Why would you want to try to support all users simple queries on your ai data center if they could run it on their own computer?

It builds good will also. it also shows research prowess.

For China it's different. They need to show Americans who don't trust them at all because of propaganda that they have no tricks up their sleeve. It also doesn't hurt when Chinese companies drop models for free people can run at home that are about as good as sonnet. Serious mic drop.

Very good point on using local ai to avoid data centers costs.

Running AI models on local hardware was exploratory at first, and if it's so easy today it's thanks to open source. It's a little bit coincidental that we have this today, and that mainstream hardware have this capability. The fact that a phone can run very small models is exploratory or some kind of marketing opportunity at best.

Why would hardware company ships cards with more AI capabilites (like more VRAM) in the foreseable future ? On what ground does the marketing for on device AI will keep generating interest ? For something as important, it's very uncertain. But above all, it should not depends on these brittle justifications.

Showing good will in distribution and research prowess today is positive communication, but it can be exactly the oppositite if/when an attack using those small models will reach a high value target.

For China the cultural difference is so huge, it's difficult to say. I would think they first and foremost need to show to evryone inside and outside of China that they match american models. Second, i would say that when americans prefer few very powerfull companies on the get go because they can leverage a lot of capital rapidly to industrialize, China will prefer leveraging a lot of smaller companies exploring a lot of things simultanously (so doing a lot of research), THEN creating legislation to let only the best (or a few) to survive effectively. In the end it's the same result (monopoly or oligopoly), but China may have a stronger core (research) and America may have stronger productive capital, that may be proved obsolete... In the long run, in either side it's a gamble, again.

They have already shown that their models match or excel over American ones in different cases. For cheaper too.

I disagree on the second point. I think most Americans don't prefer fewer competition, that's a bit antithetical to the free market.

I doubt the Chinese government cares as much about controlling a few companies as you think they do.

China has a few things going for it beyond research. They are mission driven, they actually have needs for this technology, their needs will forward their entire economy as they are the world's largest manufacturers. They are also huge exporters and have buckets of customer support for various languages.

China also has considerably stronger infrastructure for electricity, etc. even with an nividia embargo they are doing more than showing up.

I don't think it's a matter of who "wins". There is no winning. I think China stands to gain far more from LLMs than the US does, and they have proven they don't need the us to do it, even with he us trying to sabotage it's every move into the space. The game is already more or less over in my mind.

If anything I see LLMs as having a huge market in China, and now the US can't even sell it to them.

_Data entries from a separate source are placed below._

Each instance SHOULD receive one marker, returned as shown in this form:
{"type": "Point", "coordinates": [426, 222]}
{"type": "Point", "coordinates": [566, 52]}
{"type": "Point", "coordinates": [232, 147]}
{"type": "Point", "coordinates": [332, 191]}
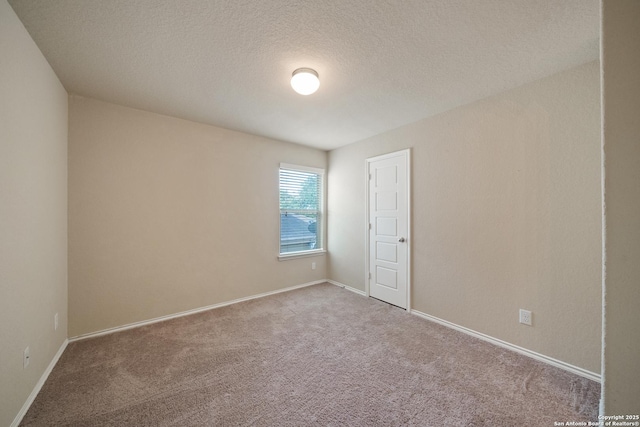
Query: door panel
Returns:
{"type": "Point", "coordinates": [388, 228]}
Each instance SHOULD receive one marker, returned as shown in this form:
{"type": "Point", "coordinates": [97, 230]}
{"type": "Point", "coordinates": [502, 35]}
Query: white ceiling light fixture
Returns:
{"type": "Point", "coordinates": [305, 81]}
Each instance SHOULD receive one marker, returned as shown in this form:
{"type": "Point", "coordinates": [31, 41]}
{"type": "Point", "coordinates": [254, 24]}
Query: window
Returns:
{"type": "Point", "coordinates": [301, 210]}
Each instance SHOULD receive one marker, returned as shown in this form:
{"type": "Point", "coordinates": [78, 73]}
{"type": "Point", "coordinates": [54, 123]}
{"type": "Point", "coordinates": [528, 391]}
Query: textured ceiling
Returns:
{"type": "Point", "coordinates": [382, 63]}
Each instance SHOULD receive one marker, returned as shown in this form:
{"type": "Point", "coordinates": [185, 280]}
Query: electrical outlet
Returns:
{"type": "Point", "coordinates": [26, 355]}
{"type": "Point", "coordinates": [525, 317]}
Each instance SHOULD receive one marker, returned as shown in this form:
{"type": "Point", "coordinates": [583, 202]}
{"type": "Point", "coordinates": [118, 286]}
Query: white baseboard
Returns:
{"type": "Point", "coordinates": [27, 404]}
{"type": "Point", "coordinates": [188, 312]}
{"type": "Point", "coordinates": [541, 357]}
{"type": "Point", "coordinates": [349, 288]}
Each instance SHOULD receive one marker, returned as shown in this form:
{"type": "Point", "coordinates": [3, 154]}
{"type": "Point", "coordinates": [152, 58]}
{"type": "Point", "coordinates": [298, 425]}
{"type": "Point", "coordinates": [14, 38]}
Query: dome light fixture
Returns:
{"type": "Point", "coordinates": [305, 81]}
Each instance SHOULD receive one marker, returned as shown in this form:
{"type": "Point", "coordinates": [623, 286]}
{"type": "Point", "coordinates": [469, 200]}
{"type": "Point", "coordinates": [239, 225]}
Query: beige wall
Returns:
{"type": "Point", "coordinates": [506, 214]}
{"type": "Point", "coordinates": [621, 138]}
{"type": "Point", "coordinates": [167, 215]}
{"type": "Point", "coordinates": [33, 213]}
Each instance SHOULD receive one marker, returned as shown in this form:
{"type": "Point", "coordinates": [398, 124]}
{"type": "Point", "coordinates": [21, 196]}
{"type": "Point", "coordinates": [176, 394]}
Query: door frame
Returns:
{"type": "Point", "coordinates": [407, 154]}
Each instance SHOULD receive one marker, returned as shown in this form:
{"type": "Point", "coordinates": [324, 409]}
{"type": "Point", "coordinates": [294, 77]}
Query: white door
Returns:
{"type": "Point", "coordinates": [388, 211]}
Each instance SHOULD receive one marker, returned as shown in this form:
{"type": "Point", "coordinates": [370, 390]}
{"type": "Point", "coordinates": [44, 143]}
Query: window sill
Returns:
{"type": "Point", "coordinates": [295, 255]}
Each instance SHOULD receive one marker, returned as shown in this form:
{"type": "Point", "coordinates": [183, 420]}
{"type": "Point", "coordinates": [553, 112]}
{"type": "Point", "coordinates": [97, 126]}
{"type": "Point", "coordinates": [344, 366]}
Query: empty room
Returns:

All I care about is, if I have to use this technology, let me run it locally to avoid the surveillance capitalism aspect. That seems to be the real reason the us has propped up it economy in anticipation for this technology. Yet it doesn't long term benefit the us nor me.

I'd expect unified memory architectures (Apple M-series, AMD Ryzen AI series, etc) to be the future of local inference, not GPU cards.
Time will tell. Depends on small model architecture trends and hardware availability. I wouldn't be surprised if something came slightly out of left field. Considering Taiwan is trapped into producing the same chips for the next 2 years, I wouldn't be surprised if a new player emerged.
Indeed cost can be another factor. Maybe also the main reason why Chrome added an offline model.
That and it's lucrative for Android/chrome to have a text summarizer model embedded on your phone probably for government contracts and data exfil but we won't go through there.
> What is the business model of open weight AI? I don't think there is any. At best it can serve as an advertisement for the more advanced models you sell.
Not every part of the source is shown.